2026年ミラノ・コルティナ冬季五輪:持続可能な「2都市共同開催」の全貌
ニュース要約: 2026年冬季オリンピックがイタリアのミラノとコルティナ・ダンペッツォで開催されます。既存施設を90%以上活用する「持続可能性」を掲げた今大会は、都市と山岳リゾートが融合する史上初の2都市共同開催モデルです。開会式はサン・シーロ、閉会式はヴェローナ・アリーナで行われ、新種目スキーマウンテニアリングの採用など、歴史と革新が交差する新たな祭典の魅力を詳しく解説します。
2026年冬季オリンピックへのカウントダウン:イタリアが贈る「持続可能な祭典」の全貌
【ミラノ=時事】2026年冬季オリンピック・パラリンピックの開幕まで、いよいよ残すところわずかとなった。今回の2026冬季オリンピック 開催地は、イタリア北部の経済都市ミラノと、「ドロミテの女王」と称される山岳リゾート、コルティナ・ダンペッツォを中心とした広域開催となる。
イタリアでの冬季五輪開催は、1956年のコルティナ・ダンペッツォ、2006年のトリノに続き、20年ぶり3回目。史上初となる「2都市共同名義」の開催は、国際オリンピック委員会(IOC)が掲げる「アジェンダ2020」に基づき、環境負荷を抑えた持続可能な大会運営のモデルケースとして世界から注目を集めている。
多彩な舞台:ミラノからドロミテの山々へ
今回の2026冬季オリンピック 開催地の最大の特徴は、その広大な競技エリアにある。ミラノとコルティナ・ダンペッツォの間は約400キロ離れており、大会はイタリア北部の複数の自治体にまたがって実施される。
氷上競技の拠点となるのはミラノだ。フィギュアスケートやショートトラックが行われるほか、今大会唯一の新設会場となる「ミラノ・サンタジュリア・アイスホッケーアリーナ」では、連日熱戦が繰り広げられる予定だ。一方、雪上競技の舞台はアルプス山脈の懐に抱かれたコルティナ・ダンペッツォや、ボルミオ、リヴィーニョといった名だたるスキーリゾートへ分散される。
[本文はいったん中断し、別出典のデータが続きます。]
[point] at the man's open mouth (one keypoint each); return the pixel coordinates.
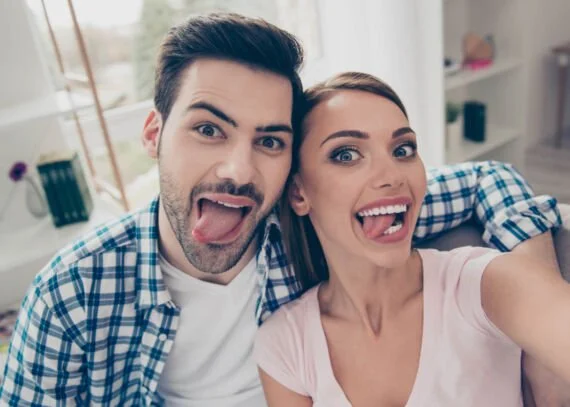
(382, 220)
(221, 217)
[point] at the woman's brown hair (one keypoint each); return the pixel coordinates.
(301, 240)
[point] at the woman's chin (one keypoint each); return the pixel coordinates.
(391, 257)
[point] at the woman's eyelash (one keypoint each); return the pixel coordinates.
(351, 154)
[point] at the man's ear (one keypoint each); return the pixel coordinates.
(151, 133)
(297, 198)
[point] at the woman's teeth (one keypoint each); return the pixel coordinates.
(383, 210)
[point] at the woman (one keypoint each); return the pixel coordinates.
(388, 325)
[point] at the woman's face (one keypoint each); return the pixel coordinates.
(360, 179)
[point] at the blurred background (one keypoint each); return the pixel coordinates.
(482, 79)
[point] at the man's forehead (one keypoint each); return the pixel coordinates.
(237, 87)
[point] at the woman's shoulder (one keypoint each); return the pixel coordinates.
(285, 341)
(456, 259)
(293, 316)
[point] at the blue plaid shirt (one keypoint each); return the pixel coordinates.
(97, 324)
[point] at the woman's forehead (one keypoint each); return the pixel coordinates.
(357, 110)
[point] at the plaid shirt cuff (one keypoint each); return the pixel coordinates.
(521, 222)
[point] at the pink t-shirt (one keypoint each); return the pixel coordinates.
(464, 360)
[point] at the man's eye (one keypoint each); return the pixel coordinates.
(405, 151)
(345, 155)
(209, 131)
(272, 143)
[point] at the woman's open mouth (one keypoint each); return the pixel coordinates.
(384, 223)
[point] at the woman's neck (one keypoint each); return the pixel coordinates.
(368, 294)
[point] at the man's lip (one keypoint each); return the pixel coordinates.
(229, 199)
(397, 200)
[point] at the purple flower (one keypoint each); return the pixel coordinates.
(18, 171)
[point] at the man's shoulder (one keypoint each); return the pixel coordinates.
(108, 252)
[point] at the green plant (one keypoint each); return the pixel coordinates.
(452, 111)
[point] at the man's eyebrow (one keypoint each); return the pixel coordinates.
(274, 128)
(214, 110)
(402, 131)
(347, 133)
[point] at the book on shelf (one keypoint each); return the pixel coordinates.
(66, 189)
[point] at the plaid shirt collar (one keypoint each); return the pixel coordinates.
(272, 263)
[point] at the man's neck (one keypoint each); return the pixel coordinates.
(172, 251)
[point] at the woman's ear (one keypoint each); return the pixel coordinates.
(151, 133)
(297, 198)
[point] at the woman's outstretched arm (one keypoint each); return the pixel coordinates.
(531, 306)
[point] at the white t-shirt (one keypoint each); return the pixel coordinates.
(211, 362)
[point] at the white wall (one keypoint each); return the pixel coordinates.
(547, 25)
(23, 78)
(390, 39)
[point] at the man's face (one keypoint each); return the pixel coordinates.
(224, 155)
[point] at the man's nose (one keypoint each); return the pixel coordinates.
(238, 165)
(387, 174)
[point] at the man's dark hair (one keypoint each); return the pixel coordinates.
(228, 36)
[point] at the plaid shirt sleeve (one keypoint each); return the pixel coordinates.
(44, 366)
(495, 193)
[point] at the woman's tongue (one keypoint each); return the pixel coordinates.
(375, 226)
(216, 221)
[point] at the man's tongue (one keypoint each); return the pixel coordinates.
(375, 226)
(216, 221)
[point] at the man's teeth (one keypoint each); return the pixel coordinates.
(229, 205)
(384, 210)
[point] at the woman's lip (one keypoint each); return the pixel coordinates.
(398, 200)
(394, 237)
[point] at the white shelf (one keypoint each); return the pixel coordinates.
(42, 240)
(468, 150)
(42, 108)
(466, 77)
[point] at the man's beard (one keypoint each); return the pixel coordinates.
(209, 258)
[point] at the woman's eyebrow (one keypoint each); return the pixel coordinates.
(347, 133)
(402, 131)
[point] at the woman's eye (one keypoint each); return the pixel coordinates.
(209, 131)
(345, 156)
(405, 151)
(272, 143)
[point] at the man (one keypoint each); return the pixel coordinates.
(162, 305)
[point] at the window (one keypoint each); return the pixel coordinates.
(122, 39)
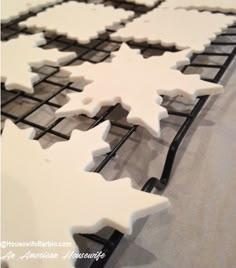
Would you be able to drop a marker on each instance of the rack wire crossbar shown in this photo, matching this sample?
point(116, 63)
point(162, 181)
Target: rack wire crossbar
point(104, 46)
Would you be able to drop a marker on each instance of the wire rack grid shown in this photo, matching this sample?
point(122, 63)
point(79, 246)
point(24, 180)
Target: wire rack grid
point(224, 47)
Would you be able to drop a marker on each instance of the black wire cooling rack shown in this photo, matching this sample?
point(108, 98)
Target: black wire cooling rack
point(96, 51)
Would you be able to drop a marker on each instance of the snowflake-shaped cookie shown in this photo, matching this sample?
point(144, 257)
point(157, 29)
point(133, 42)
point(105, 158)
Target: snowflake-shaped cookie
point(22, 53)
point(11, 9)
point(175, 27)
point(212, 5)
point(81, 21)
point(48, 194)
point(137, 84)
point(148, 3)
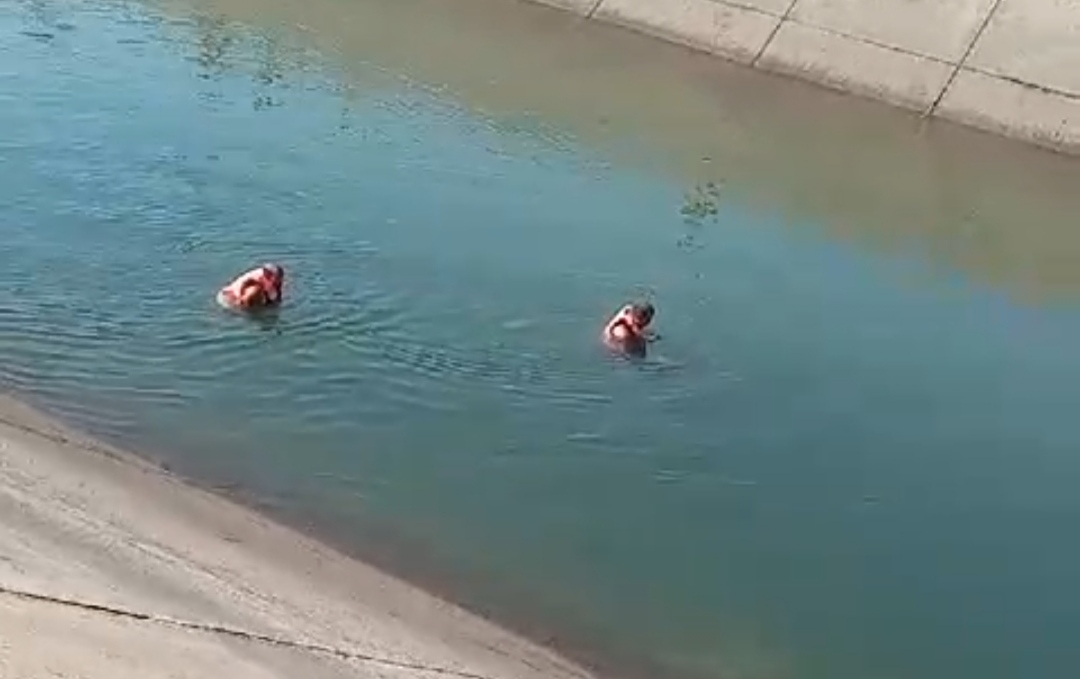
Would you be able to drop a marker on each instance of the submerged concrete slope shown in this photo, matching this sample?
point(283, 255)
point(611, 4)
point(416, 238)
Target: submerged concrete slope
point(113, 569)
point(1006, 66)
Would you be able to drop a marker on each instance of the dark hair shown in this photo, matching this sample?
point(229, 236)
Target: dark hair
point(643, 312)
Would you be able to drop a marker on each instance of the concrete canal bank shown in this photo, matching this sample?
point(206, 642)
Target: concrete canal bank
point(1006, 66)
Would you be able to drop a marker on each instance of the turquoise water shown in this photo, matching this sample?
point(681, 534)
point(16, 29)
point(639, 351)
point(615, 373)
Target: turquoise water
point(836, 463)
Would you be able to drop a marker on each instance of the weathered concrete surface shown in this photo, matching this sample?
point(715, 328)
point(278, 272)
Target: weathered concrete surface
point(936, 28)
point(736, 32)
point(113, 569)
point(899, 78)
point(1007, 66)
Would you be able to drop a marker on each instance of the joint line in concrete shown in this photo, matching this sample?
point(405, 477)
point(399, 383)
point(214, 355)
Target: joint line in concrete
point(214, 628)
point(963, 59)
point(772, 34)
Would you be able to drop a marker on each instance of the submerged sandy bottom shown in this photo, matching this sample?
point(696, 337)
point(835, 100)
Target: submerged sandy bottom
point(111, 568)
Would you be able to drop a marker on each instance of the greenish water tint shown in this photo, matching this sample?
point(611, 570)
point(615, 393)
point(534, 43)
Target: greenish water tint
point(824, 470)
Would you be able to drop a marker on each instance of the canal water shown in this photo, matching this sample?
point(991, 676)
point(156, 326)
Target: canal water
point(853, 453)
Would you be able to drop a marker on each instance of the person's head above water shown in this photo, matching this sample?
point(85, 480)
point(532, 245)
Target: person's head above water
point(640, 314)
point(274, 272)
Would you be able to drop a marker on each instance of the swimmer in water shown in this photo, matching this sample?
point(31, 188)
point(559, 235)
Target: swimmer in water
point(258, 288)
point(629, 329)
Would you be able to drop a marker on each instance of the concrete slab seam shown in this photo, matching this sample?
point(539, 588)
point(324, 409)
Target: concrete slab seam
point(1065, 94)
point(232, 632)
point(963, 59)
point(772, 35)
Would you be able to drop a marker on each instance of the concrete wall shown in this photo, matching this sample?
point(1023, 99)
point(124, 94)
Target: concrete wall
point(1008, 66)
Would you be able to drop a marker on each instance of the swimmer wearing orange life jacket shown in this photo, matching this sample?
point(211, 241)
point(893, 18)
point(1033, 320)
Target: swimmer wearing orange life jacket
point(258, 288)
point(628, 329)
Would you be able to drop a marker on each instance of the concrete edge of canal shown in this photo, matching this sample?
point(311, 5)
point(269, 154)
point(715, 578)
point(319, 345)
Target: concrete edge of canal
point(1011, 67)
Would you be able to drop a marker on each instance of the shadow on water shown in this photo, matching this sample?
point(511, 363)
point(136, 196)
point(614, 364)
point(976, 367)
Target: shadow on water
point(1000, 212)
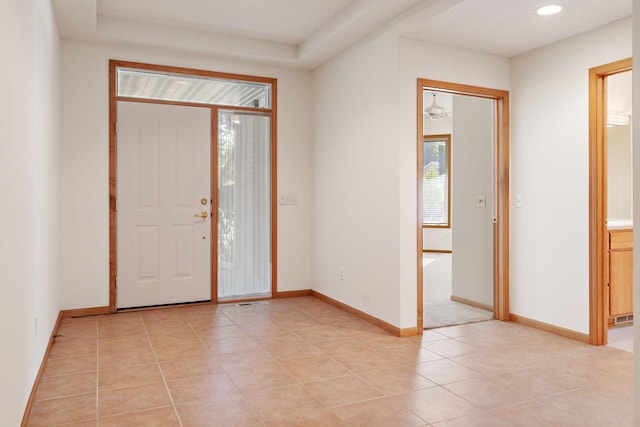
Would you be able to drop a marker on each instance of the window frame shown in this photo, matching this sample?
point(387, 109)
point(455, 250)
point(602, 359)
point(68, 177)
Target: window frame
point(446, 138)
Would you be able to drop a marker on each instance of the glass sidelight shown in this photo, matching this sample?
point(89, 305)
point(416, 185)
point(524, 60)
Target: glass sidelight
point(244, 205)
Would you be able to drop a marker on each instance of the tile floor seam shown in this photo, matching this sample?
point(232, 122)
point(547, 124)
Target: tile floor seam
point(164, 379)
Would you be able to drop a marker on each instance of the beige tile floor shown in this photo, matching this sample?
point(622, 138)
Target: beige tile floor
point(438, 309)
point(301, 362)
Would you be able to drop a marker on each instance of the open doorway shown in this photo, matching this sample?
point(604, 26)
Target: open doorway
point(458, 208)
point(611, 225)
point(490, 203)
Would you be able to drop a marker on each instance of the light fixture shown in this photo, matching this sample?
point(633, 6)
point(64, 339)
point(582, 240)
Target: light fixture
point(434, 111)
point(550, 9)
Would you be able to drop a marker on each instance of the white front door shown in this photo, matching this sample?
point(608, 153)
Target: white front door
point(163, 204)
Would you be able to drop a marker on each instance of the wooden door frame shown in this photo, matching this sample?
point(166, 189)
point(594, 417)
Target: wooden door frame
point(113, 99)
point(598, 310)
point(501, 227)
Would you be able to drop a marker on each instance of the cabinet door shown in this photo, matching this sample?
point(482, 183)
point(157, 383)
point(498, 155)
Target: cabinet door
point(620, 283)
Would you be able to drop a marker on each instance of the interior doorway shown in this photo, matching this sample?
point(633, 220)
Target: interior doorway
point(610, 237)
point(498, 203)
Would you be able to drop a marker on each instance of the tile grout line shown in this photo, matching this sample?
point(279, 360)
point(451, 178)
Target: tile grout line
point(164, 380)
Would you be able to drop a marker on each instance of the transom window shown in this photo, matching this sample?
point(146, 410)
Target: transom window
point(146, 84)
2026年2月6日に行われる開会式は、ミラノの聖地「スタディオ・ジュゼッペ・メアッツァ(サン・シーロ)」で開催される。一方、2月22日の閉会式は、古代ローマ時代の円形劇場として知られる「ヴェローナ・アリーナ」で行われる予定で、イタリアの豊かな歴史と現代のスポーツ文化が融合する象徴的なシーンとなるだろう。
持続可能性:9割以上が既存施設を活用
今回の開催準備において、組織委員会が最も腐心したのは「環境への配慮」だ。大規模な森林伐採や巨額の建設費を投じる従来の方式を一新し、今大会で使用される会場の90%以上は既存施設、あるいは仮設施設で賄われる。
コルティナの「トファーネ・アルペンスキーセンター」や、カーリング会場となる「オリンピック・スタジアム」は、1956年大会の遺産を現代仕様に改修したものだ。新設を最小限に抑えることで、大会後の「負の遺産」化を防ぎ、アルプスの自然環境を保護する姿勢を鮮明にしている。
また、今大会から正式種目として採用される「スキーマウンテニアリング(SKIMO)」も、環境との調和を重視する近年のスポーツトレンドを象徴している。
観戦ガイド:移動と宿泊のポイント
日本から現地を訪れるファンにとって、広域開催ゆえの移動計画は不可欠だ。拠点はアクセスが容易なミラノ中央駅周辺が推奨される。ミラノからヴェローナ、さらには山岳地帯へと繋がる高速鉄道「トレーニタリア」や、大会期間中に増便される公式シャトルバスを活用するのが効率的だ。
ミラノ市内では、ドゥオモ(大聖堂)の周辺など観光名所を巡りながらオリンピックの熱狂を味わうことができる。一方、ドロミテ・エリアでの観戦を希望する場合は、宿泊施設の供給が限られているため、周辺都市を含めた早めの確保が必要となるだろう。
2026年への期待
経済状況の変動や物流の混乱など、準備過程では幾多の困難に直面したものの、イタリアは「情熱」と「創造性」でこれを乗り越えようとしている。北イタリアの美しい景観を背景に、世界中から集まるアスリートたちがどのようなドラマを見せてくれるのか。
2026年2月6日、世界中の視線はミラノ、そして雪深きイタリアの山々へと注がれる。歴史あるリゾート地と現代的な都市が見事に融合する本大会は、オリンピックの新たな歴史を刻むことになるはずだ。